448 S.W.2d 627, 247 Ark. 914, 1969 Ark. LEXIS 1201
CourtSupreme Court of Arkansas
DecidedDecember 22, 1969
Docket5-5019
StatusPublished
Cited by2 cases

This text of 448 S.W.2d 627 (Hogue v. Hogue) is published on Counsel Stack Legal Research, covering Supreme Court of Arkansas primary law. Counsel Stack provides free access to over 12 million legal documents including statutes, case law, regulations, and constitutions.

Bluebook
Hogue v. Hogue, 448 S.W.2d 627, 247 Ark. 914, 1969 Ark. LEXIS 1201 (Ark. 1969).

Opinion

Frank Holt, Justice.

This litigation results primarily from a disagreement as to the amount of the purchase price and the payments made upon certain lands. The appellee, mother of appellant Wm. F. Hogue, brought an action against him and his wife alleging a constructive trust and seeking reconveyance of 144 acres or, in the alternative, to recover $14,400 as the fair value of the lands which she had previously conveyed to the appellants; $500 annual rent for a period of ten years less $2,000 credit [appellee later abandoned her claim for rent;] $922.21 for her investment in a tractor; and an accounting from the appellants with respect to her cattle which she later testified to be of the value of approximately $1,800. The issues were joined by the appellants’ answer denying appellee’s allegations and specifically pleading the defenses of the statutes of frauds and limitations and asserting that the appellants had owned the lands in question since 1957. At the conclusion of the trial the chancellor approved the motions of both parties that the pleadings be amended to conform to the proof as is permitted by Ark. Stat. Ann. § 27-1160 (Eepl. 1962).

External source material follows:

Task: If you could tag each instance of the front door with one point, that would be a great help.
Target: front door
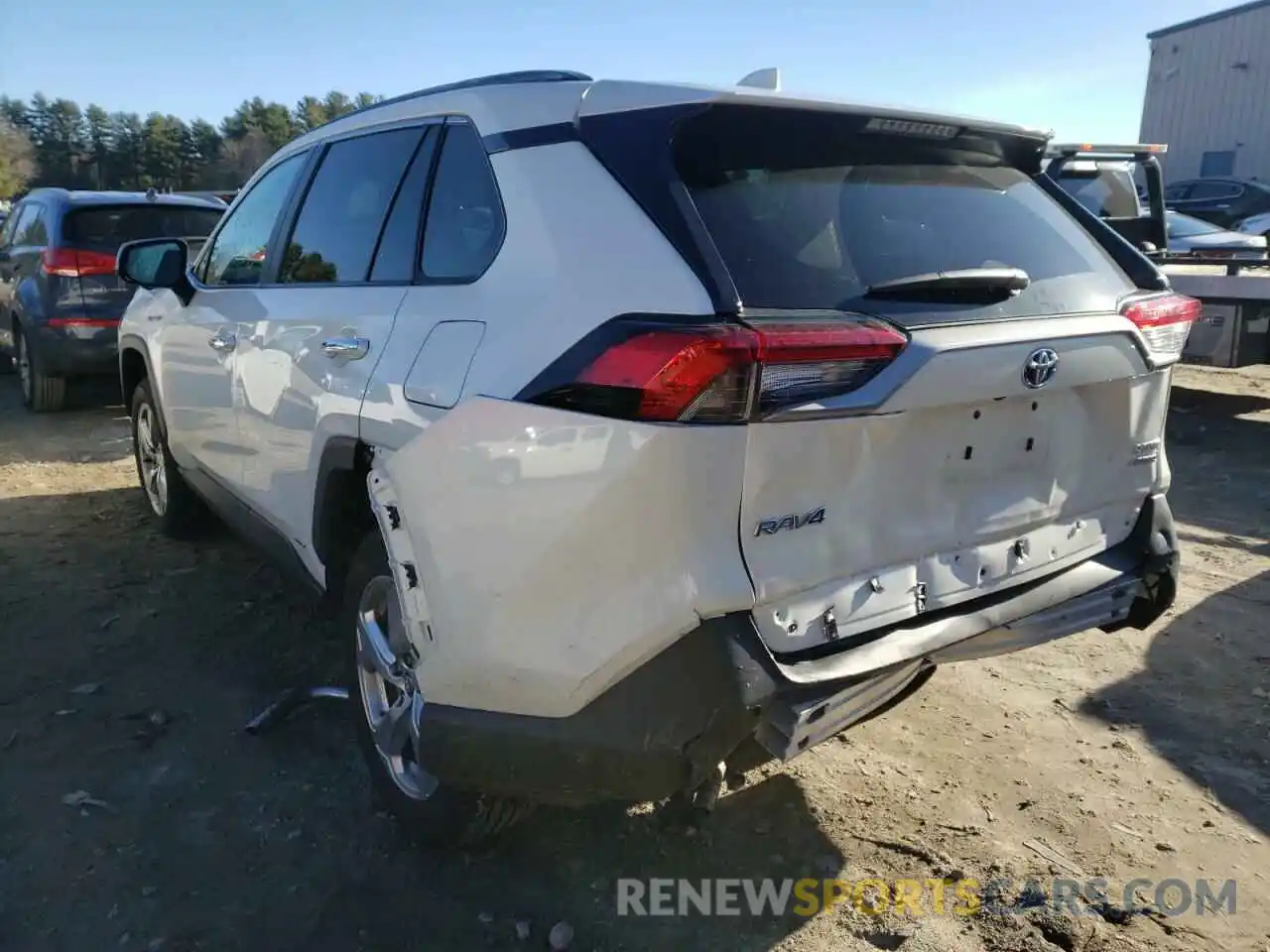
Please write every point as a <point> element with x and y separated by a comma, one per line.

The chancellor decreed that the property was subject to a constructive trust in favor of the appellee in the sum of $8,626.92; that the appellee had the right to use and occupy the dwelling on the property for her lifetime jointly with the appellants and that if the joint use and occupancy of the dwelling should become unbearable to the appellee and appellants, then the right of the appellants must yield to the right of the appellee; that the appellee should have the right to keep her livestock on the property; that because of offsetting equities between the parties the appellee should not recover anything for the .alleged sale of her cattle or her equity in a tractor; that the parties had numerous transactions between themselves by deeds, mortgages and other business ventures, mostly for the benefit of the appellants; that all the deeds .and other transactions between the parties were inferior, ineffective, and if effective, merged into the deed dated June 6, 1966, wherein appellee conveyed the lands therein described [144 acres] to the appellants; that the consideration for said conveyance was for the amount the appellee had in her property which is the sum of $8,626.92 and this consideration is unpaid. From that decree comes this appeal.

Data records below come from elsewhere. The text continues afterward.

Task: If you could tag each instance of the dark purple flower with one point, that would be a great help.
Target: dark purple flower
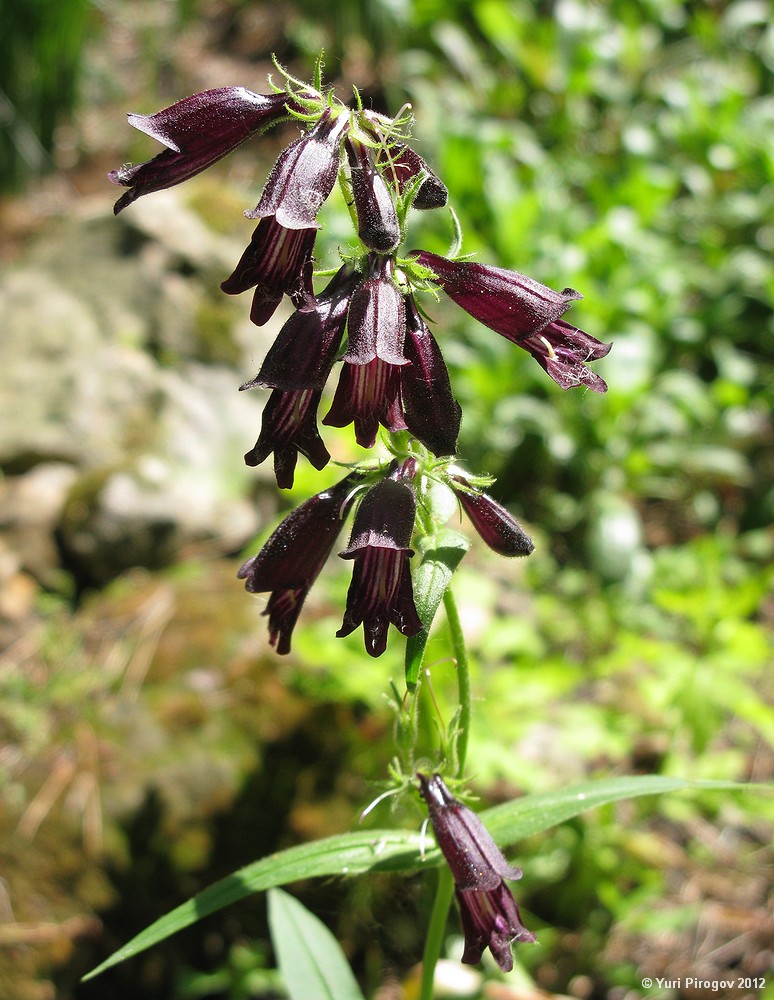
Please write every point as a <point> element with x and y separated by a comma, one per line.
<point>291,560</point>
<point>369,385</point>
<point>497,527</point>
<point>377,220</point>
<point>490,916</point>
<point>289,426</point>
<point>367,395</point>
<point>524,312</point>
<point>431,412</point>
<point>197,132</point>
<point>304,175</point>
<point>400,162</point>
<point>564,352</point>
<point>305,349</point>
<point>381,590</point>
<point>376,326</point>
<point>275,263</point>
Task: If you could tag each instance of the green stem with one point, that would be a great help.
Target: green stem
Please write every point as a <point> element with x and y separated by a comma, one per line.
<point>463,677</point>
<point>436,931</point>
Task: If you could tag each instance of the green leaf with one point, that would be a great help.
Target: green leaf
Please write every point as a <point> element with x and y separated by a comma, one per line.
<point>400,850</point>
<point>311,961</point>
<point>442,554</point>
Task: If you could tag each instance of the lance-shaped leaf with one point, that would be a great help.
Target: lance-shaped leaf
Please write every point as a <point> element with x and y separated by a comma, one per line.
<point>366,851</point>
<point>441,555</point>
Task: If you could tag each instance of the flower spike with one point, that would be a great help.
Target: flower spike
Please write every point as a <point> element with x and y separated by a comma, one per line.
<point>291,560</point>
<point>490,916</point>
<point>197,131</point>
<point>304,175</point>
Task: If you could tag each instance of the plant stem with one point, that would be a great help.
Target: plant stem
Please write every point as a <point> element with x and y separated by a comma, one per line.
<point>436,930</point>
<point>463,677</point>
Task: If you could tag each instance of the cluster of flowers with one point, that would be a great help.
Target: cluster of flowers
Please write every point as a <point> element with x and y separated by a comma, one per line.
<point>392,370</point>
<point>393,375</point>
<point>381,591</point>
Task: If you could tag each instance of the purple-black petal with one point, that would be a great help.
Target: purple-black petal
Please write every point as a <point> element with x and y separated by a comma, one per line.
<point>509,303</point>
<point>291,560</point>
<point>564,352</point>
<point>275,263</point>
<point>305,349</point>
<point>289,426</point>
<point>496,526</point>
<point>304,175</point>
<point>197,131</point>
<point>475,860</point>
<point>381,591</point>
<point>376,325</point>
<point>431,412</point>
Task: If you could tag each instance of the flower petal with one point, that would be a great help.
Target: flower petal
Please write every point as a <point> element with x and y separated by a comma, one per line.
<point>197,132</point>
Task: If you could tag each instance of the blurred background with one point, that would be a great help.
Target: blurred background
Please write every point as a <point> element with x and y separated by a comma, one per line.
<point>150,741</point>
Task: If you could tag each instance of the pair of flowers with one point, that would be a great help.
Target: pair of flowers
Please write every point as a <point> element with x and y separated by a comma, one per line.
<point>381,590</point>
<point>393,373</point>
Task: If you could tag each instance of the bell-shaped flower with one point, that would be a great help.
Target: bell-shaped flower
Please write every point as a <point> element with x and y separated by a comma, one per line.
<point>523,311</point>
<point>381,590</point>
<point>304,175</point>
<point>367,392</point>
<point>401,162</point>
<point>496,526</point>
<point>367,395</point>
<point>197,132</point>
<point>289,426</point>
<point>377,220</point>
<point>430,411</point>
<point>305,349</point>
<point>291,560</point>
<point>275,263</point>
<point>490,916</point>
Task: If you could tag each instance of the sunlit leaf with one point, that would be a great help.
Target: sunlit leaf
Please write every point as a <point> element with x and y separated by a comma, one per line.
<point>310,958</point>
<point>398,850</point>
<point>439,561</point>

For reversal appellants contend that the finding of the court that a constructive trust existed is not supported by the required “extraordinary burden of proof” and that no constructive trust existed without fraud at the inception. Upon a review de novo we are of the opinion that the better view is that a vendor’s lien for the unpaid purchase price, instead of a constructive trust, existed in favor of the appellee.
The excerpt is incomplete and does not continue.